Step 3: (8 pts) Compute the homography between the images using RANSAC (Szeliski, Section 6.1.4). You will need to write:

void RANSAC (Cmatches *matches, int numMatches, int numIterations, double inlierThreshold, double hom[3][3], double homInv[3][3], Qimage &image1Display, Qimage &image2Display)

matches: a set of numMatches matches,
numIterations: the number of times to iterate,
inlierThreshold: a real number so that the distance from a projected point to the match is less than its square,
hom: the homography and homInv its inverse,
Image1Display, Image2Display: images that hold the matches to display.

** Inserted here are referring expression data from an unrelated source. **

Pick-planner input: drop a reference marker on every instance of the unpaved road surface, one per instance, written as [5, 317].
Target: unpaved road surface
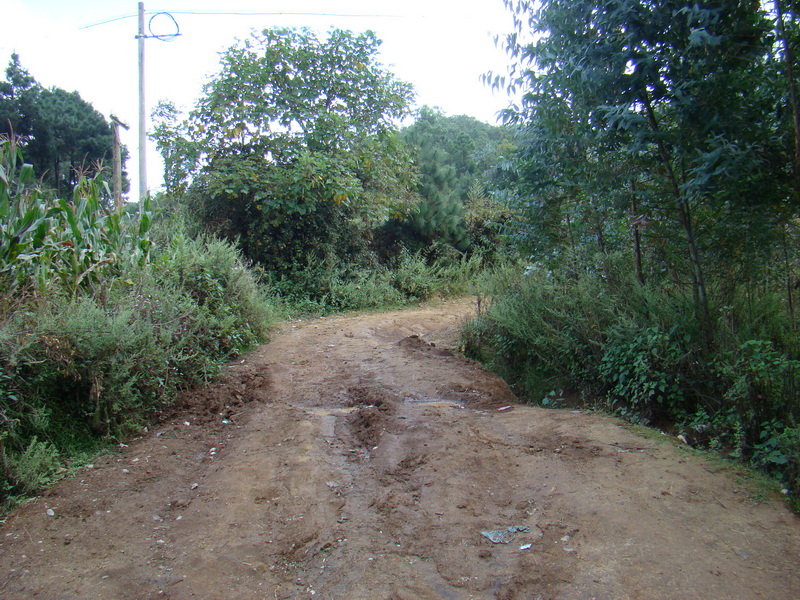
[351, 459]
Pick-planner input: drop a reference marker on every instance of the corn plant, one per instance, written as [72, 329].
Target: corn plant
[75, 242]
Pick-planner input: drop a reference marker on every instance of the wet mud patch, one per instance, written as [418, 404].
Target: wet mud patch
[419, 344]
[373, 408]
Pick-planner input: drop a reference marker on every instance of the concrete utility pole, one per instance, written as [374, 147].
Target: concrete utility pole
[117, 163]
[142, 113]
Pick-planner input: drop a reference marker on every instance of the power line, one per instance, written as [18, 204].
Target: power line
[248, 14]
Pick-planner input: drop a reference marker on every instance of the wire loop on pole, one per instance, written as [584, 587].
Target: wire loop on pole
[163, 37]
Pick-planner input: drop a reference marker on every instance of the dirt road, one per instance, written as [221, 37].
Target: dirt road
[353, 459]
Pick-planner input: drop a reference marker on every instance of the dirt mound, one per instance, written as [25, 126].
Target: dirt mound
[359, 458]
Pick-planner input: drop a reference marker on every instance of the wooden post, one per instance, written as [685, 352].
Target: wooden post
[117, 163]
[142, 113]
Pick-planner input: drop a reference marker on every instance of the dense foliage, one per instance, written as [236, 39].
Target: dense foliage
[656, 185]
[457, 158]
[103, 318]
[293, 152]
[63, 136]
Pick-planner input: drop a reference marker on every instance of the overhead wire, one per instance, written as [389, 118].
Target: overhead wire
[244, 14]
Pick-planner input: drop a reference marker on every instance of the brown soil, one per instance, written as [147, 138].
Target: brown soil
[356, 458]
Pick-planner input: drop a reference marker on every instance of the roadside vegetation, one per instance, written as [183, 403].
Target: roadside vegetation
[634, 245]
[657, 185]
[303, 199]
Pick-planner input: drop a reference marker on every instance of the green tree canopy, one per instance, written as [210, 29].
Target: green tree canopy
[292, 145]
[664, 110]
[62, 135]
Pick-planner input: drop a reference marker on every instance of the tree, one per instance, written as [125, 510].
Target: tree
[454, 155]
[618, 104]
[291, 147]
[62, 134]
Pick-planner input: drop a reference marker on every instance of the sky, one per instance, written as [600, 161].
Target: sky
[442, 47]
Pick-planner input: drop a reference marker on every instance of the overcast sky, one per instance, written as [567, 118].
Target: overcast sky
[440, 46]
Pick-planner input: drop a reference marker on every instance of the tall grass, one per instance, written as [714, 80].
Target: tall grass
[635, 350]
[99, 325]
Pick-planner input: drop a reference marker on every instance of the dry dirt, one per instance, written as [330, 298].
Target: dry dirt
[356, 457]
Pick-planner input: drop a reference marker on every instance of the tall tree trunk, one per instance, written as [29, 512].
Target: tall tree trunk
[788, 56]
[637, 238]
[685, 220]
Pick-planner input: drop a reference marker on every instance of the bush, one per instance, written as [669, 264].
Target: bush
[635, 349]
[81, 368]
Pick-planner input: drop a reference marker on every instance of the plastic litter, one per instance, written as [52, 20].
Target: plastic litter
[505, 536]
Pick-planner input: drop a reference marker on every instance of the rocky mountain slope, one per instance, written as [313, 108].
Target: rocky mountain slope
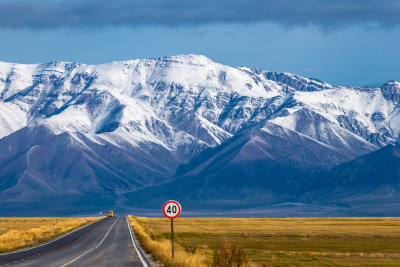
[92, 135]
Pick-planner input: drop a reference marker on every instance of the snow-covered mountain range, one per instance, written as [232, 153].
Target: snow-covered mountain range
[90, 137]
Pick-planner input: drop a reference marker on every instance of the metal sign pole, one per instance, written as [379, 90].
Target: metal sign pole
[172, 236]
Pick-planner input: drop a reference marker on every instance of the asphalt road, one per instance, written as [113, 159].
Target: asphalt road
[107, 242]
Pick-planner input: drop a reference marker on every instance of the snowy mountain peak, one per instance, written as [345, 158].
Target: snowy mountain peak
[391, 91]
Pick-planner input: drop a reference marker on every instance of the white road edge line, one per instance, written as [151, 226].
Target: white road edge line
[80, 256]
[134, 244]
[52, 240]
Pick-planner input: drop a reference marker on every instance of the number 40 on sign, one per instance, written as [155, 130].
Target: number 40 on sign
[171, 210]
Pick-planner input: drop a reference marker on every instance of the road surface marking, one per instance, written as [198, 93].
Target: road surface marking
[77, 258]
[134, 245]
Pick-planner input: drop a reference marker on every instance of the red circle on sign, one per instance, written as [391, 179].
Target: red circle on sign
[173, 202]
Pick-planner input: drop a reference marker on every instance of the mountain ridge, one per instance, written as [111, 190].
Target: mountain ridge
[137, 124]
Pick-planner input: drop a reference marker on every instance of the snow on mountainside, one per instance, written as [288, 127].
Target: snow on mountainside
[131, 124]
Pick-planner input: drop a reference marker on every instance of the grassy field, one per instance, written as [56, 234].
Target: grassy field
[280, 242]
[16, 233]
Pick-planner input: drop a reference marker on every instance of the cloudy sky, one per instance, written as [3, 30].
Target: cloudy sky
[350, 42]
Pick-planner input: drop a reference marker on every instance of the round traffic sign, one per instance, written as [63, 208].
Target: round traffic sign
[172, 209]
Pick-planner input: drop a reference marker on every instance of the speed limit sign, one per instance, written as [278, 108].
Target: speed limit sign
[172, 209]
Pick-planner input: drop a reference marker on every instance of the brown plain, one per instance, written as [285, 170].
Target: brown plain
[16, 233]
[284, 242]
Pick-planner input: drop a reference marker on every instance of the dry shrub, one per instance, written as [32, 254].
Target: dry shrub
[161, 249]
[229, 257]
[16, 239]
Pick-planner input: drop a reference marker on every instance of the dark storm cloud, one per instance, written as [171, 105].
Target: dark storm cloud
[98, 13]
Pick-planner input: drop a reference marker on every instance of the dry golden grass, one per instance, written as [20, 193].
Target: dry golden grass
[16, 233]
[160, 248]
[287, 242]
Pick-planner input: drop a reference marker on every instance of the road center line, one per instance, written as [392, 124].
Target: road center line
[77, 258]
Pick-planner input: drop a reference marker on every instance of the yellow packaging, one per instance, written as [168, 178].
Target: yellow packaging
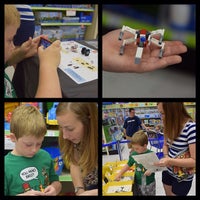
[115, 188]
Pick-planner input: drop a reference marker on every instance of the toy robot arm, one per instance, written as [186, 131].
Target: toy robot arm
[159, 32]
[126, 28]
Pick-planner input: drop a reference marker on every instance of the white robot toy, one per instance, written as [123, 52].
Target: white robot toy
[142, 38]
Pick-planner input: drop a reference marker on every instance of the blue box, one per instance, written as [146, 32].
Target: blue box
[85, 17]
[57, 158]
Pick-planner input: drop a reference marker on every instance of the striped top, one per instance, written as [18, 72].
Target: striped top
[25, 11]
[187, 136]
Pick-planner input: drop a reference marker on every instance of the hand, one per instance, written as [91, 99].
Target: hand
[32, 193]
[30, 47]
[150, 61]
[164, 162]
[147, 173]
[51, 55]
[50, 191]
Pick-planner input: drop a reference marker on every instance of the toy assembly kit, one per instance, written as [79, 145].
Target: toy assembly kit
[79, 62]
[142, 38]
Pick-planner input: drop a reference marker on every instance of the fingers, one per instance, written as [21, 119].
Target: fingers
[57, 43]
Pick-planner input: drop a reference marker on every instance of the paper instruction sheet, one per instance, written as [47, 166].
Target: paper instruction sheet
[77, 66]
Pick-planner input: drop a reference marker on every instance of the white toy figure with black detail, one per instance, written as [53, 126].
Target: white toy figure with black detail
[142, 38]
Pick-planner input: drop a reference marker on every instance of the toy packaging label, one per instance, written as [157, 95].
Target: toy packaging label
[44, 42]
[79, 67]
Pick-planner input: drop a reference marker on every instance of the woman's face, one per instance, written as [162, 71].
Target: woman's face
[72, 128]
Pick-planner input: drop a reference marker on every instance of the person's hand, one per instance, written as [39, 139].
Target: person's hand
[30, 47]
[147, 173]
[51, 55]
[50, 191]
[117, 178]
[89, 193]
[150, 60]
[32, 193]
[164, 162]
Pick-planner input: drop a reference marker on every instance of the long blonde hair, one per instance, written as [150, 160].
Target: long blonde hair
[175, 116]
[11, 16]
[87, 113]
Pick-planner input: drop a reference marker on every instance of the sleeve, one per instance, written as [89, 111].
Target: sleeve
[131, 161]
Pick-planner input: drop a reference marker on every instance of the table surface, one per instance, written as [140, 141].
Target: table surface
[26, 78]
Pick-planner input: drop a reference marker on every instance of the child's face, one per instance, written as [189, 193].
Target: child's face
[9, 34]
[27, 146]
[139, 149]
[72, 128]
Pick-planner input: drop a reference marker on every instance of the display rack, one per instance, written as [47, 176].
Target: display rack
[67, 23]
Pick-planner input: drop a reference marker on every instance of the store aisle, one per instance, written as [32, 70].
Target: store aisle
[159, 186]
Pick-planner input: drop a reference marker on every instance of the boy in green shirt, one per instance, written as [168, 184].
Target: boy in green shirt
[49, 58]
[144, 183]
[28, 169]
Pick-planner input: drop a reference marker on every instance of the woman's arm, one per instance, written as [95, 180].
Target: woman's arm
[76, 175]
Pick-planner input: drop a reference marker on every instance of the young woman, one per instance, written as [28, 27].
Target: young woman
[179, 148]
[78, 142]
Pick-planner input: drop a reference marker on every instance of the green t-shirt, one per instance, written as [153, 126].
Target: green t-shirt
[139, 170]
[23, 174]
[9, 91]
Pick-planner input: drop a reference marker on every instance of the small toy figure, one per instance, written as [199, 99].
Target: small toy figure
[142, 38]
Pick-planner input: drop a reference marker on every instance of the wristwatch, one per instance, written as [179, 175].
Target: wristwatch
[78, 188]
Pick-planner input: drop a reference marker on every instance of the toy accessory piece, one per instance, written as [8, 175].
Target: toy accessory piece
[44, 42]
[85, 51]
[142, 38]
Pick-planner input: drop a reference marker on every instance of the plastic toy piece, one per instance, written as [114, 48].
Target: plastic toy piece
[142, 38]
[85, 51]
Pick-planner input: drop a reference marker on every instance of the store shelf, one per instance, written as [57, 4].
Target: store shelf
[53, 25]
[61, 9]
[66, 24]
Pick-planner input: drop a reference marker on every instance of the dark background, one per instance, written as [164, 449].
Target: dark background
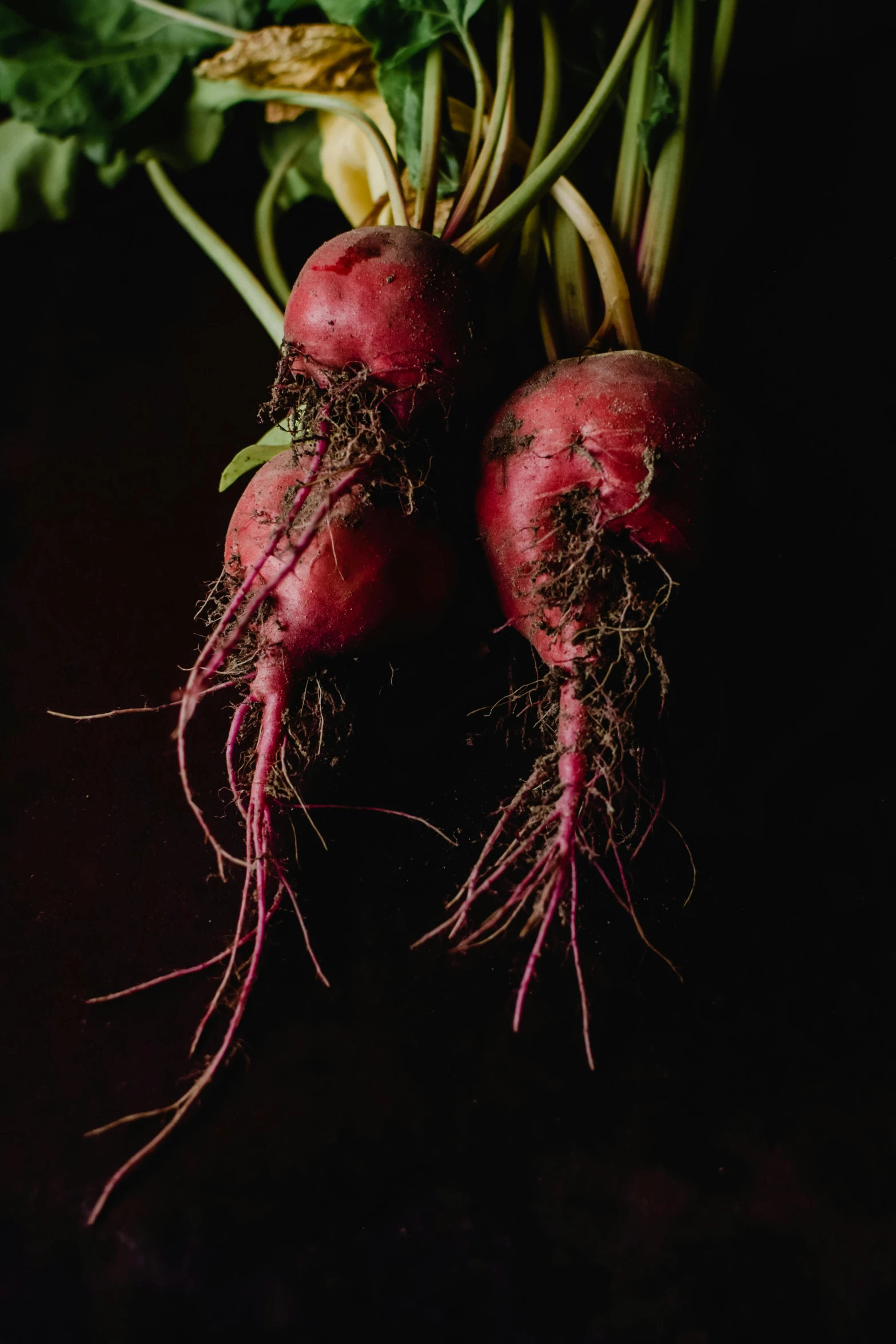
[387, 1156]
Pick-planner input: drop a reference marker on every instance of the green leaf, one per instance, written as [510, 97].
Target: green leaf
[304, 178]
[37, 175]
[273, 443]
[93, 66]
[401, 31]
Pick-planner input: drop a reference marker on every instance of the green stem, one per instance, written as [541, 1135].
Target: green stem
[550, 94]
[666, 190]
[520, 202]
[628, 197]
[479, 112]
[722, 42]
[503, 154]
[341, 108]
[237, 272]
[195, 21]
[496, 120]
[430, 136]
[571, 281]
[527, 261]
[265, 212]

This function takes a list of potentially matching points between two images and returns the homography transformation that relates them. To do this follow these steps:
a. Iteratively do the following for "numIterations" times: (try 200 on the UI)
          i. Randomly select 4 pairs of potentially matching points from "matches".
          ii. Compute the homography relating the four selected matches with the function "ComputeHomography. "
          iii. Using the computed homography, compute the number of inliers using "ComputeInlierCount".
          iv. If this homography produces the highest number of inliers, store it as the best homography.
b. Given the highest scoring homography, once again find all the inliers. Compute a new refined homography using all of the inliers (not just using four points as you did previously. ) Compute an inverse homography as well (the fourth term of the function ComputeHomography should be false), and return their values in "hom" and "homInv".
c. Display the inlier matches using "DrawMatches".

We also provide two helper functions for you to use:

void Project(double x1, double y1, doube &x2, double &y2, double h[3][3])

This should project point (x1, y1) using the homography h. Return the projected point (x2, y2). See the slides for details on how to project using homogeneous coordinates.

int ComputeInlierCount(double h[3][3], Cmatches *matches, int numMatches, double inlierThreshold).

This is a helper function for RANSAC that computes the number of inlying points given a homography h. That is, project the first point in each match using the function "Project". If the projected point is less than the distance inlierThreshold (default is 5) from the second point, it is an inlier. Return the total number of inliers.

Required: Open "Rainier1.png" with tab "Image 1" selected, and open "Rainier2.png" with tab "Image 2" selected. Compute the Harris corner detector, find matches and run RANSAC. Save the images "3a.png" and "3b.png" of the found matches . (Use DrawMatches to overlay green lines on the images. ) You should only see correct matches, i.e. , all the incorrect matches from the previous step should be removed. If you see all or some incorrect matches try running RANSAC with a larger number of iterations. You may try tuning the other parameters as well.


Step 4: (2 pts) Stitch the images together using the computed homography. To do this, please directly call the Stitch function in the UI.:

Required: Open "Rainier1.png" with tab "Image 1" selected, and open "Rainier2.png" with tab "Image 2" selected. Compute the Harris corner detector, find matches, run RANSAC and stitch the images. Save the stitched image as "4.png". It should look like the image "Stitched.png".


Bells and Whistles (extra credit)
(Whistle = 1 point, Bell = 2 points)

Description: Description: [whistle] Create a panorama that stitches together the six Mt. Rainier photographs, i.e. , Rainier1.png, ... Painier6.png. The final result should look similar to "AllStitched.png".

Description: Description: [bell]Create your own panorama using three or more images. You must capture the images yourself, and not find them on the web. I would recommend downsampling them before stitching, i.e. , make them approximately the same size as the images in the homework assignment.